Corporate boardrooms are changing, with more women directors making an appearance in the hitherto male-dominated Indian boardrooms. But still there’s a long way to go: nearly one-third of the top 500 listed companies do not have even one woman director.

Recently, the board of directors of Aditya Birla Chemicals appointed Preeti Gupta as a non-independent, non-executive additional director. The company said the appointment was done with respect to the provisions of the Companies Act.

The board of Avanti Feeds, manufacturer of prawn and fish feeds, has appointed K Kiranmayee as additional director, while Artson Engineering, which develops products and systems in fuel handling, has named Leja Hattiangadi as it additional director.
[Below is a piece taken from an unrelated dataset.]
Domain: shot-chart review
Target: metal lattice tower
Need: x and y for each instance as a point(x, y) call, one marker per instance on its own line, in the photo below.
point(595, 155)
Recently, Tata Consultancy Services appointed Aarthi Subramanian as an Executive Director on the board for three years. Though the move to appoint women directors is fuelled by the Securities and Exchange Board of India asking listed companies to name at least one woman director on their boards by the end of this month or face regulatory action, experts maintain that several progressive boards have acted proactively, even before the Act came into play. For others, the guidelines would provide a good framework for holistic governance at the board level, they add.
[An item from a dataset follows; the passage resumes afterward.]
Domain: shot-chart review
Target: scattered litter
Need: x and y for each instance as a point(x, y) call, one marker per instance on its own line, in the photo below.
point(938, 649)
However, India is not the first country to do so, and many others such as Norway, France, Italy, Spain, and Belgium have already implemented such steps by introducing legislation making it mandatory to appoint women directors.

Major challenge

Some experts aver that India Inc needs to ensure over 25 appointments a day to meet the deadline.

According to a report by Grant Thornton India, only 7 per cent of the directors are women—1 in every 14 directorships. The study shows that it is a marginal improvement from the previous year, which was at 6 per cent. Hema Ravichandar, Strategic HR advisor and member of the board of Marico Ltd and Titan Company, states the 2013 Act focuses on corporate governance, beyond the financials.

Though women have been appointed to the board, it has been a slow process. In 2013, 21 women directors were executive directors, which moved to 23 in 2014. However, non-executive and non-independent women directors in 2014 stood at 27, up from 26 in 2013.

In the case of independent directors, however, , 61 women were appointed in 2014, up from 55 the year before.

Strange pattern

Across the country, a strange pattern has emerged in the appointment of independent women directors out of the total women directors on the board, according to the Grant Thornton. In 2013, North India saw a marginal improvement. From 57 per cent independent women directors out of the total women directors on the board, the figure jumped to 59 per cent in 2014 for companies situated in the north.

However, for companies in the east, from 57 per cent independent women directors in 2013, the figure dropped to 50 per cent the next year.

For companies in the west, though, the figure remained unchanged at 49 per cent.

Companies in South India had 65 per cent independent women directors out of the total women directors on the board in 2013, which rose to 67 per cent the next year.

India’s high corporate and economic growth is not seeing enough women’s contribution in larger numbers, says Saundarya Rajesh, Founder of Avtar Career Creators. “India’s current workforce participation rate for urban women in white collared jobs is at 18 per cent, a shockingly low number compared to countries at the same level of economic activity.”

Though India Inc has emphatically encouraged the inclusion of women in top management teams to ensure a wholesome perspective while making business decisions, countless initiatives need to be taken to bridge the gap, experts added.